For such a long worked on feature, with such potential – I find the resistence to publishing a source tree curious (my comments on the topic have been moderated away but others have asked too). I could go and grep through the commits list searching for things (hint: look for mysql-6.0-perf), and then start to re-construct a tree; but I have more important things to do (yes, Brian, like FRM patches :)

Instead of re-inventing the wheel in Drizzle for a performance schema like interface, it’d be great to go with existing work. Evaluating the code as it’s coming along is important.
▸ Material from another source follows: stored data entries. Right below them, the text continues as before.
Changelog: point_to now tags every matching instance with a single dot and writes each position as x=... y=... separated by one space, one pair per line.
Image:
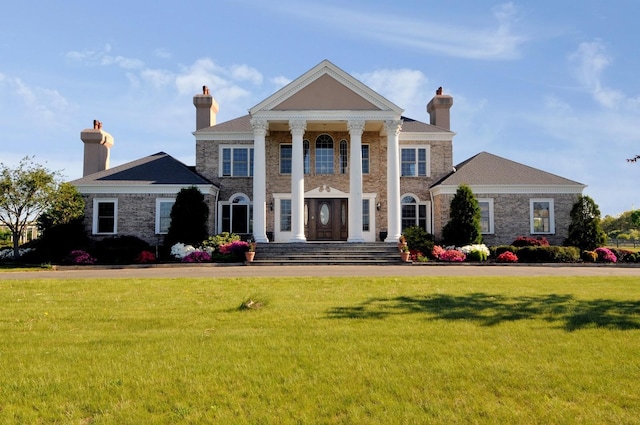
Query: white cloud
x=590 y=60
x=401 y=86
x=496 y=40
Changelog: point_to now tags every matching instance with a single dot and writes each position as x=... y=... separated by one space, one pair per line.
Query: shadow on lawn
x=490 y=310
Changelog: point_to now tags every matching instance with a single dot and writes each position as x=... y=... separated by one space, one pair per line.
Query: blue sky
x=551 y=84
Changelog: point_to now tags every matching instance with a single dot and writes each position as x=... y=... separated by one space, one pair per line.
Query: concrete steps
x=314 y=253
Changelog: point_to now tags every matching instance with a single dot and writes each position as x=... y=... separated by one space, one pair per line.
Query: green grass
x=313 y=350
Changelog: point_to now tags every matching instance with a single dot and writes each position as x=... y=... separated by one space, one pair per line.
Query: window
x=344 y=157
x=285 y=215
x=236 y=215
x=324 y=154
x=414 y=213
x=306 y=154
x=365 y=159
x=105 y=216
x=286 y=153
x=237 y=162
x=542 y=217
x=163 y=215
x=414 y=162
x=486 y=215
x=366 y=218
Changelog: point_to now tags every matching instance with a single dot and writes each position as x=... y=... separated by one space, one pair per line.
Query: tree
x=585 y=231
x=189 y=216
x=463 y=227
x=25 y=192
x=61 y=226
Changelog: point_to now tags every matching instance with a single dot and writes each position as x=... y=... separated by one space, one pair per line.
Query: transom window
x=324 y=154
x=542 y=216
x=105 y=216
x=486 y=215
x=344 y=157
x=414 y=162
x=163 y=215
x=237 y=162
x=414 y=213
x=237 y=215
x=286 y=155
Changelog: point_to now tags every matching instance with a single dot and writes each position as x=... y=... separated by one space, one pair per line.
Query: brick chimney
x=438 y=109
x=206 y=109
x=97 y=145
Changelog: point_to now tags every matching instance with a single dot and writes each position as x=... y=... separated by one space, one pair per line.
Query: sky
x=551 y=84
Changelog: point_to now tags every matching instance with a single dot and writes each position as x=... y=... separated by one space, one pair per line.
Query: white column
x=356 y=129
x=259 y=181
x=297 y=128
x=393 y=180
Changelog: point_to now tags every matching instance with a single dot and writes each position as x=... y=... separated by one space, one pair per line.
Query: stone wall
x=511 y=214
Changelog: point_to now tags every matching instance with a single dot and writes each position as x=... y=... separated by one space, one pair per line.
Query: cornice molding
x=511 y=189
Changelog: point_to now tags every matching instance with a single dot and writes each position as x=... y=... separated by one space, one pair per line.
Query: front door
x=326 y=219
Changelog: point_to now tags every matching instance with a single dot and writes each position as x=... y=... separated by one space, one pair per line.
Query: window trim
x=552 y=225
x=221 y=161
x=290 y=159
x=489 y=201
x=416 y=149
x=95 y=218
x=158 y=216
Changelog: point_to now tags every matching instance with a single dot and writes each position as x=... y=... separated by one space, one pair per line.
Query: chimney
x=97 y=144
x=438 y=109
x=206 y=109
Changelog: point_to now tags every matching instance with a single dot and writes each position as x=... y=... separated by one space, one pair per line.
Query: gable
x=326 y=87
x=325 y=93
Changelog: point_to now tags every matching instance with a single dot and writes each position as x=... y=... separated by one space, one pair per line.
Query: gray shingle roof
x=488 y=169
x=159 y=168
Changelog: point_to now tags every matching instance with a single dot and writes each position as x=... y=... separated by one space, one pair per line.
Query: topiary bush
x=418 y=239
x=529 y=241
x=119 y=250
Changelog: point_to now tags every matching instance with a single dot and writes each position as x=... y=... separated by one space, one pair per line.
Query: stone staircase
x=314 y=253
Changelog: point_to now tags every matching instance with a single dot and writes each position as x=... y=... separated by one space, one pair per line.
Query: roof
x=488 y=169
x=156 y=169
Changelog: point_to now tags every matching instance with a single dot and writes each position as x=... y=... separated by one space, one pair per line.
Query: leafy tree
x=585 y=231
x=25 y=192
x=463 y=227
x=61 y=226
x=189 y=216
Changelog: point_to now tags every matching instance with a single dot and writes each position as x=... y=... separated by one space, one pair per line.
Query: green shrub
x=589 y=256
x=495 y=251
x=419 y=240
x=119 y=250
x=548 y=254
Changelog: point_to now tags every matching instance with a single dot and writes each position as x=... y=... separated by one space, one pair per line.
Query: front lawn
x=321 y=350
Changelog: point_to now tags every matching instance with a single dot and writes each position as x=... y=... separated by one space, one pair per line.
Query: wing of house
x=324 y=158
x=515 y=199
x=136 y=198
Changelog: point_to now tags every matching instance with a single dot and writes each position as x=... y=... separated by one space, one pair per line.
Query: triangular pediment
x=326 y=88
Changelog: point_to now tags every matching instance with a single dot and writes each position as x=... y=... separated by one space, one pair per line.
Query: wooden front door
x=326 y=219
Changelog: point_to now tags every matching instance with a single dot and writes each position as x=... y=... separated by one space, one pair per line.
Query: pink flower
x=507 y=257
x=452 y=255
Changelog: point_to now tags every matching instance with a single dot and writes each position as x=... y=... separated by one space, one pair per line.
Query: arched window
x=324 y=154
x=306 y=155
x=414 y=213
x=236 y=215
x=344 y=159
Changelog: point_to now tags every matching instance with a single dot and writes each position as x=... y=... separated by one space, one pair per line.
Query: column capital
x=259 y=125
x=393 y=126
x=297 y=126
x=356 y=126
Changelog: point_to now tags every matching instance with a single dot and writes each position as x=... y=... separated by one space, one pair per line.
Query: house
x=325 y=158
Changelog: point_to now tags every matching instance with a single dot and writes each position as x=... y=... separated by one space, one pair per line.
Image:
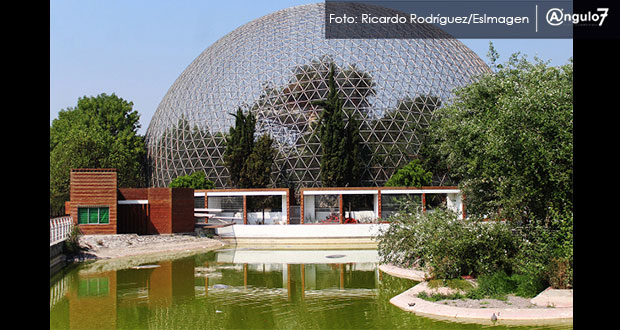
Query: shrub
x=447 y=246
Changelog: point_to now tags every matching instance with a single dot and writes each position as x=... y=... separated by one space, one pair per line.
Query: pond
x=237 y=289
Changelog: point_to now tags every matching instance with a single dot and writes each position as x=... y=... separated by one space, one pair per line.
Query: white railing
x=60 y=229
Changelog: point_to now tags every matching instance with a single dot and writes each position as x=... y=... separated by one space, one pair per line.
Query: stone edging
x=409 y=302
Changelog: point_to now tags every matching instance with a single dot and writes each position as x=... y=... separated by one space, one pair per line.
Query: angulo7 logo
x=556 y=17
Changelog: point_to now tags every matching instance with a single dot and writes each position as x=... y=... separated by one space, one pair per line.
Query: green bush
x=546 y=249
x=447 y=246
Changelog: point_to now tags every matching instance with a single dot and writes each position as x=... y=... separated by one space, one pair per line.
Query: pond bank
x=124 y=245
x=550 y=306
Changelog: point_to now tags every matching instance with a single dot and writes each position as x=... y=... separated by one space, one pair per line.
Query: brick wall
x=183 y=210
x=93 y=188
x=171 y=210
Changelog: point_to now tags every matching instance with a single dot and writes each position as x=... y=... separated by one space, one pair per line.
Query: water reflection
x=235 y=289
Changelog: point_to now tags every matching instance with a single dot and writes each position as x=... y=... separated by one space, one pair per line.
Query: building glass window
x=93 y=215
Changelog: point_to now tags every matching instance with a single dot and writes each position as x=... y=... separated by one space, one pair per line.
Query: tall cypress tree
x=239 y=145
x=341 y=162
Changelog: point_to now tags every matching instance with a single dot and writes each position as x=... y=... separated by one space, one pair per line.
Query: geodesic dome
x=275 y=66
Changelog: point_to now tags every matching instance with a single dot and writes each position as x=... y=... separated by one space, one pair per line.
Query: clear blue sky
x=136 y=49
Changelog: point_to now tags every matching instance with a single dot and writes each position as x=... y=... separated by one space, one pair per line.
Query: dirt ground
x=123 y=245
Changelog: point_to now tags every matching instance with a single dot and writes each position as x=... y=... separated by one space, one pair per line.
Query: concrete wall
x=302 y=235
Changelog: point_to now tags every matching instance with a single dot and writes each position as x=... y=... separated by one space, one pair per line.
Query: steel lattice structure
x=275 y=66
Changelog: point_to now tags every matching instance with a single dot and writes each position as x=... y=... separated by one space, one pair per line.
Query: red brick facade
x=168 y=210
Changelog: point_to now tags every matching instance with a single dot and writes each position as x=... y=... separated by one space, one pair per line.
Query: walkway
x=561 y=300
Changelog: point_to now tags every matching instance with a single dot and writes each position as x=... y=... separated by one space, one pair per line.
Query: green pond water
x=239 y=289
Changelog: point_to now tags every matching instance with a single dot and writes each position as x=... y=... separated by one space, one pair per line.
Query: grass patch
x=438 y=296
x=496 y=286
x=455 y=283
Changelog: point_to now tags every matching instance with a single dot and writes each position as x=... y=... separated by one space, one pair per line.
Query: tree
x=196 y=180
x=341 y=159
x=249 y=163
x=239 y=145
x=411 y=175
x=100 y=132
x=508 y=139
x=256 y=172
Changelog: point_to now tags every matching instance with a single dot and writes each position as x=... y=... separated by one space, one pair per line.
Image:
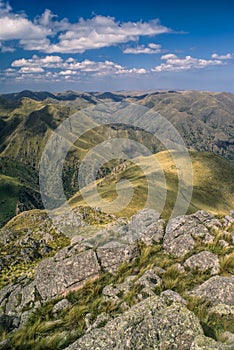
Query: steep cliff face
x=132 y=284
x=204 y=120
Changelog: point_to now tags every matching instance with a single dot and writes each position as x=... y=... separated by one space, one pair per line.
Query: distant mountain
x=27 y=119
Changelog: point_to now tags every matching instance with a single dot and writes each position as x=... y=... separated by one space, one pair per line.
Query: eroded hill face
x=27 y=119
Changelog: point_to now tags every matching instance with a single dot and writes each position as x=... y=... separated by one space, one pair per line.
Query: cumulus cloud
x=17 y=27
x=175 y=64
x=47 y=34
x=228 y=56
x=142 y=49
x=55 y=68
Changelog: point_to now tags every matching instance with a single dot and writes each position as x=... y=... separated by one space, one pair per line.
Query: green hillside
x=212 y=184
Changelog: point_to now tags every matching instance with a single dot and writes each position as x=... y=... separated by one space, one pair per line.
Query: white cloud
x=35 y=61
x=54 y=67
x=228 y=56
x=16 y=27
x=176 y=64
x=31 y=70
x=85 y=34
x=142 y=49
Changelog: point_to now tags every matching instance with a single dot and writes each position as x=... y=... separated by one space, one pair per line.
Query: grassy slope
x=212 y=191
x=9 y=189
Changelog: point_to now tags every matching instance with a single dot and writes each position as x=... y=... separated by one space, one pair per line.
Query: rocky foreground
x=139 y=285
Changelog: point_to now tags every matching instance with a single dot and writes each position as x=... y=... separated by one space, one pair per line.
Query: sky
x=116 y=45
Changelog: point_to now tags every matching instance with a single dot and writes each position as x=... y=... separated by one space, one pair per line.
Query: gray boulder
x=112 y=254
x=56 y=277
x=181 y=233
x=204 y=261
x=216 y=290
x=150 y=324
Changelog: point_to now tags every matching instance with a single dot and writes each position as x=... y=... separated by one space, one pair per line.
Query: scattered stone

I also have concerns about the code itself:

  • Mutex instrumentation:
    • how expensive is this in the common case of not instrumenting.
    • Is this yet-another wrapper around pthread_mutex_t?
    • Could this be done in another, more generic way?
    • How can engine devs use this? Do you have to completely be integrated with the MySQL server way of doing things (and give up being able to be a sep piece of software) if you’re going to use this. If there’s a null header, what license is it under?
    • Can we use some of the code in (for example) the ndbd and then pass back mutex data from remote systems to the SQL server in a usable mannar? If we do this via NDB$INFO, could this show up in the performance schema?
    • Is the code clean or littered with ugly #ifdef?
    • Could this be done without having a special mutex type?
  • memory instrumentation
    • is it there at all?
    • how are they doing it?
    • MEM_ROOT based? what about new/delete malloc/free and various buffers and how this all ties to session etc?
      • In drizzle I’ve been seriously looking at talloc to help with instrumentation of memory usage.
  • IO instrumentation
    • mmap?
  • how are the performance schema tables being generated (constructing table shares, running CREATE TABLE manually by the user, CREATE TABLE in a helper thread, similar to I_S or some black magic?)
    • for NDB$INFO, we generate SQL CREATE TABLE statements and run them to generate a FRM file (I architected and wrote the base kernel code, Martin wrote the MySQL code) as other approaches were considered too hairy and likely to produce bugs.
    • For Drizzle, I’m completely removing the FRM files in favour of a discovery based interface that’ll let the engines be in charge of metadata. It’s all in protobufs, so a standard and easy to read data format. So I’m one of the few people on the planet that know about the related data structures. I would like our proto based code to work for performance schema as well.
  • Is the instrumentation always-in, or using d-trace style no-op funkyness?
  • Is it better to hook into d-trace (or similar) on platforms that have it instead of providing custom code?
  • Could performance be gained by using LD_PRELOAD or similar linker foo to only enable some instrumentation but allow others to be selectable on server startup?

So stuck waiting for some code to look at to answer the questions (random commits on the commits list doesn’t really do it like the finished product – i really hate commit lists).

So I can’t currently comment on the performance schema work much at all, nor if it’s useful to Drizzle. Hopefully will soon.